PaulMcInnis / JobFunnel

Scrape job websites into a single spreadsheet with no duplicates.
MIT License
1.78k stars 210 forks source link

-Provider names are used as a prefix for job ids now. #134

Closed thebigG closed 3 years ago

thebigG commented 3 years ago

Hi everyone,

hope you are all doing well.

Description

Job ids are now created with the following format PROVIDER_ID. This should address #123. It partially addresses part of the issues discussed in #133. Hopefully #132 can move forward after this change.

Hopefully the changes make sense.

Context of change

Please add options that are relevant and mark any boxes that apply.

Type of change

Please mark any boxes that apply.

How Has This Been Tested?

Checklist:

Please mark any boxes that have been completed.

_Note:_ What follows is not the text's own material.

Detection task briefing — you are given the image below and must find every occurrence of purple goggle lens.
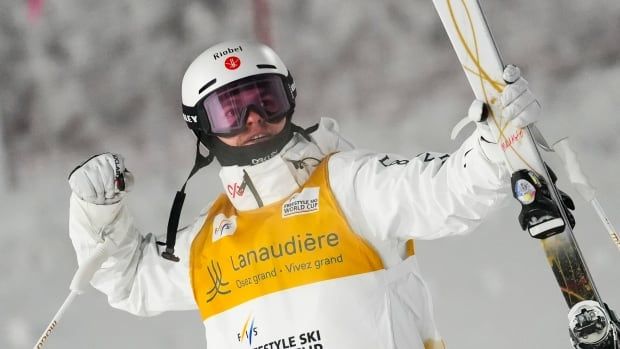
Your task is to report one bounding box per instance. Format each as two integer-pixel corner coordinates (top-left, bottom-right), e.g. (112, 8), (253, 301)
(202, 75), (291, 135)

thebigG commented 3 years ago

123 is a bit confusing, sorry about that. It looks like the original error was a CAPTCHA error. But looking at the conversation it looks like at some point the user did get the key conflict this PR solves. So I guess this PR solves half of #123, if you will. The other half is the CAPTCHA issue which is inevitable. Obviously CAPTCHA is something users will encounter no matter, for a myriad of reasons. We should probably document these CAPTCHA issues on the README, because at the end of the day it's an easy problem to solve; one can go on the browser and solve the CAPTCHA for Indeed/Monster/etc manually.

PaulMcInnis commented 3 years ago

Right, maybe we can add a readme for that issue and then this can close that issue for now.

I agree that we shouldn't be trying to circumvent captcha.

thebigG commented 3 years ago

Right, maybe we can add a readme for that issue and then this can close that issue for now.

Just to confirm; do you want to modify the current readme or add a new document to JobFunnel explaining how to handle CAPTCHA? I was thinking of adding a section to the current readme called CAPTCHA which is very brief?

Now that I think about it, I remember you mentioning in the past that you want to keep the readme as short as possible. With that said, how about adding all of this CAPTCHA documentation to the wiki?

In the wiki, can even write a little tutorial on how to solve the CAPTCHA for JobFunnel.

PaulMcInnis commented 3 years ago

Lets add a brief statement to the effect of captcha not being circumvented, and that if you encounter scraper errors, to try opening a window.

Maybe at the end of the readme is fine.

PaulMcInnis commented 3 years ago

We may want to ensure we return the failed scraping url in the error message if we dont already

thebigG commented 3 years ago

We may want to ensure we return the failed scraping url in the error message if we dont already

It looks like we do for Monster and Indeed, which are the ones supported at the moment:

        if not num_res:
            raise ValueError(
                "Unable to identify number of pages of results for query: {}"
                " Please ensure linked page contains results, you may have"
                " provided a city for which there are no results within this"
                " province or state.".format(search_url)
            )
PaulMcInnis commented 3 years ago

Ok looks good, when we release next version we should note this change, thanks @thebigG !